Bij e-mail van 9 augustus 2017 (8:45) heeft de assistent Politie-Attache de rechter bericht dat de Chinese Autoriteiten niet helemaal begrijpen waarom er een rechtshulpverzoek uit 2016 opnieuw wordt ingediend en dat men graag een brief wilde waarin dit wordt uitgelegd
Bij e-mail van 9 augustus 2017 (12:58) heeft de rechter de liaisonofficier en het Openbaar Ministerie het volgende medegedeeld : “Het lijkt me goed om op zo kort mogelijke termijn de gevraagde brief op te stellen, als ik volgende week thuis ben, kan ik daar een opzet voor maken. Cruciaal daarin lijkt me echter dat we een realistisch beeld kunnen schetsen van wat we nu nog willen van de Chinezen, namelijk een betrekkelijk beperkt aantal getuigen (ca. 25, met mogelijk minder als men meewerkt aan het horen van CSA-personeel in Nederland) en niet meer de 50 stuks waar ik eerder mee heb geschermd. Het lastige daaraan is dan weer dat ik dat formeel nog helemaal niet weet, laat staan dat de verdediging daarvan op de hoogte is. Nu ik aan allerlei mailverkeer met de belangrijkste raadsman proef dat er bijzonder weinig kans is op het alsnog schikken van de zaak is het misschien verstandig als het OM zich erover beraad om in de aanloop naar de regiebijeenkomst van 21 september alvast het voornemen van de gekozen prioriteiten in het onderzoek wereldkundig te maken. Anders wordt het een heel gekunsteld gebeuren. Graag een reactie van het OM hierop.”

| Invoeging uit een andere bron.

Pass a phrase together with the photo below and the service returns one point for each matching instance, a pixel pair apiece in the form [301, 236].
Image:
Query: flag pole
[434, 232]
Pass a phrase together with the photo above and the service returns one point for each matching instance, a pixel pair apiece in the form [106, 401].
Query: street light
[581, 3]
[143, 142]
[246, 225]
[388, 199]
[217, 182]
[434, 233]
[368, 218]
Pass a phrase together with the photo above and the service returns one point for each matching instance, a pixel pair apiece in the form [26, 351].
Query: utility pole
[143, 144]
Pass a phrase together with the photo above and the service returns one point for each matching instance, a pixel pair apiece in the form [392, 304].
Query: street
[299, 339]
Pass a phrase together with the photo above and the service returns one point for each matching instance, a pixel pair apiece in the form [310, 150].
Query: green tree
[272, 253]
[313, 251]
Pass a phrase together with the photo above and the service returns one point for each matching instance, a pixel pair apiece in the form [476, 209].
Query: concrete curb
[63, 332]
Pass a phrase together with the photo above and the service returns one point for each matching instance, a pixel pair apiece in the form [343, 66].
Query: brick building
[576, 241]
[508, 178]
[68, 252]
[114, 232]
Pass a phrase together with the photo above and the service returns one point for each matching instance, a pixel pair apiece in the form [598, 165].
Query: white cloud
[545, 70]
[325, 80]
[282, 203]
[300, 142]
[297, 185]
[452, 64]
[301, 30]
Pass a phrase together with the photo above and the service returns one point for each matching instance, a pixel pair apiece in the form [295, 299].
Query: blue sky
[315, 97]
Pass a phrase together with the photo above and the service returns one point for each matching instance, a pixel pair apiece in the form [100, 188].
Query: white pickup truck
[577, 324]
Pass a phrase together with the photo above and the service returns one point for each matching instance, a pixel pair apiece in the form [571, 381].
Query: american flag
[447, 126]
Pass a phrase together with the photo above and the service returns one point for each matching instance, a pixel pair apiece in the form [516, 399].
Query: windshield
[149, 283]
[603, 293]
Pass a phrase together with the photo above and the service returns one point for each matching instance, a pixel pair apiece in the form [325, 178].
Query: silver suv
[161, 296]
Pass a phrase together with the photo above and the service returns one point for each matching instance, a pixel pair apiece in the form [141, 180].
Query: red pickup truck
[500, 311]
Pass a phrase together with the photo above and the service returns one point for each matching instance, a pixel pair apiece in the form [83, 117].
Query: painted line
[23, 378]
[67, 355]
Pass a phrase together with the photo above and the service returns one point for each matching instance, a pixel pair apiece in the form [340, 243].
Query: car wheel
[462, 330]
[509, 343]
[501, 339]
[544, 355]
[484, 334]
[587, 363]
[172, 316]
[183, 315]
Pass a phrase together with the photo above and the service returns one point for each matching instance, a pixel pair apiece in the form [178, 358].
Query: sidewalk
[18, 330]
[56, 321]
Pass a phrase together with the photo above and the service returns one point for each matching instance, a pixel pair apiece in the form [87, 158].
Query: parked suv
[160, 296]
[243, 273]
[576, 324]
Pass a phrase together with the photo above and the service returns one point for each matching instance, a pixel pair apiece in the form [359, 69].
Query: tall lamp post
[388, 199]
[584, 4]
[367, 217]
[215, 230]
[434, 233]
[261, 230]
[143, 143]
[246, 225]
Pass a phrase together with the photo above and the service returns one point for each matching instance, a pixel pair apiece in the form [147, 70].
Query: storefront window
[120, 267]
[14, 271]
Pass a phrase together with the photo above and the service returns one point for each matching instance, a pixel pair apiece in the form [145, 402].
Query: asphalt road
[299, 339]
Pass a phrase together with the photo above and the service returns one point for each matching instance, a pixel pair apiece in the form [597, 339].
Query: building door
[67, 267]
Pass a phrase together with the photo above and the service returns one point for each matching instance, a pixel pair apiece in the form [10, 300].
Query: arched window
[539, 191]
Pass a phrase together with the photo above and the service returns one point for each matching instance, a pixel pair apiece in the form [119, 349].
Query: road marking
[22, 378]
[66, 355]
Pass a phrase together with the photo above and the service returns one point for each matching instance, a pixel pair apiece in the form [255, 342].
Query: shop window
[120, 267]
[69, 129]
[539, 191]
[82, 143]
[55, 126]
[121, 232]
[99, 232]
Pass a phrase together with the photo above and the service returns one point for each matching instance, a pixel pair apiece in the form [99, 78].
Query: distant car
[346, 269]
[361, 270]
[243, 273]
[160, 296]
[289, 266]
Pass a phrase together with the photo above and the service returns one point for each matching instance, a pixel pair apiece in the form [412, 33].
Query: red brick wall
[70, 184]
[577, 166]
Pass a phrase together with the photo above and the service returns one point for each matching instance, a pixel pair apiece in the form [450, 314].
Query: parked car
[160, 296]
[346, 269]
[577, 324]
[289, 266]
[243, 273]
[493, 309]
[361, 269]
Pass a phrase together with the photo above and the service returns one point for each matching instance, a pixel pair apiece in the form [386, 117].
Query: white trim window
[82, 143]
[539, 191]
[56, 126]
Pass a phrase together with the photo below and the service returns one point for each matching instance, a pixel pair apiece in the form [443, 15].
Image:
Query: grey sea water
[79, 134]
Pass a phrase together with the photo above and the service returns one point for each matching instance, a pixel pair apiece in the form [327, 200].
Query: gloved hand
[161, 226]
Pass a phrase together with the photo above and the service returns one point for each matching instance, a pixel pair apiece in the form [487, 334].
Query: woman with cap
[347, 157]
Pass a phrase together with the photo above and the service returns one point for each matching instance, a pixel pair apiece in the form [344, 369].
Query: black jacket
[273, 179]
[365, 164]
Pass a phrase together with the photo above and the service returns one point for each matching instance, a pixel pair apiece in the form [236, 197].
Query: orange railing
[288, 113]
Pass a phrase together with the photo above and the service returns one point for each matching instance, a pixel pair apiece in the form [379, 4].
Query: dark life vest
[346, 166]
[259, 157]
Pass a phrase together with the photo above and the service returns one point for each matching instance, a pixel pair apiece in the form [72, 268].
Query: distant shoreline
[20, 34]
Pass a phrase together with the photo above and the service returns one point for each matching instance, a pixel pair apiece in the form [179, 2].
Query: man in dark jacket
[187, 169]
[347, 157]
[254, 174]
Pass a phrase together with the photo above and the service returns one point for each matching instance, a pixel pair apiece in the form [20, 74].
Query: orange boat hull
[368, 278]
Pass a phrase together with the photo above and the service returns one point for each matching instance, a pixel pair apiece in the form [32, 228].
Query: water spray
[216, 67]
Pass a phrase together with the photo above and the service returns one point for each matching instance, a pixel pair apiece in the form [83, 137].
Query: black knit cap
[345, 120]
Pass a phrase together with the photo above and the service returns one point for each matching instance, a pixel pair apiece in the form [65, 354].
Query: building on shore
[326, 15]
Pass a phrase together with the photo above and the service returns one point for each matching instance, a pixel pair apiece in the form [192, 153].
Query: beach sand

In reactie op die e-mail heeft het Openbaar Ministerie de rechter op 11 augustus 2017 laten weten dat na de vakantie contact zou worden opgenomen met de verdediging om te bespreken of er toch nog mogelijkheden zijn om tot een buitengerechtelijke schikking te komen en dat indien de schikking definitief van de baan zou zijn, het Openbaar Ministerie voor de regiebijenkomst haar gekozen prioriteiten bekend zou maken.
Bij e-mail van 8 september 2017 (10:09) heeft het Openbaar Ministerie de rechter medegedeeld tot een andere selectie van (te laten vallen) zaakdossiers te komen en de prioritering van de resterende zaakdossiers aangegeven.
Bij e-mail van 11 september 2017 (18:05) heeft het Openbaar Ministerie de raadslieden van verzoekers op de hoogte gebracht welke zaakdossiers zouden komen te vervallen en hoe als gevolg daarvan het in China benodigde onderzoek zou worden beperkt.
Bij e-mail van 12 september 2017 (8:18) heeft de rechter de raadslieden van verzoekers opgave gedaan van de lijst met getuigen die volgens hem bij de nieuwe stand van zaken nog in China moesten worden gehoord.
Tussen 12 september 2017 en de regiezitting van 21 september 2017 is tussen de raadslieden van verzoekers en de rechter gecorrespondeerd over de bezwaren tegen de eenzijdige inperking van de lijst met de te horen getuigen.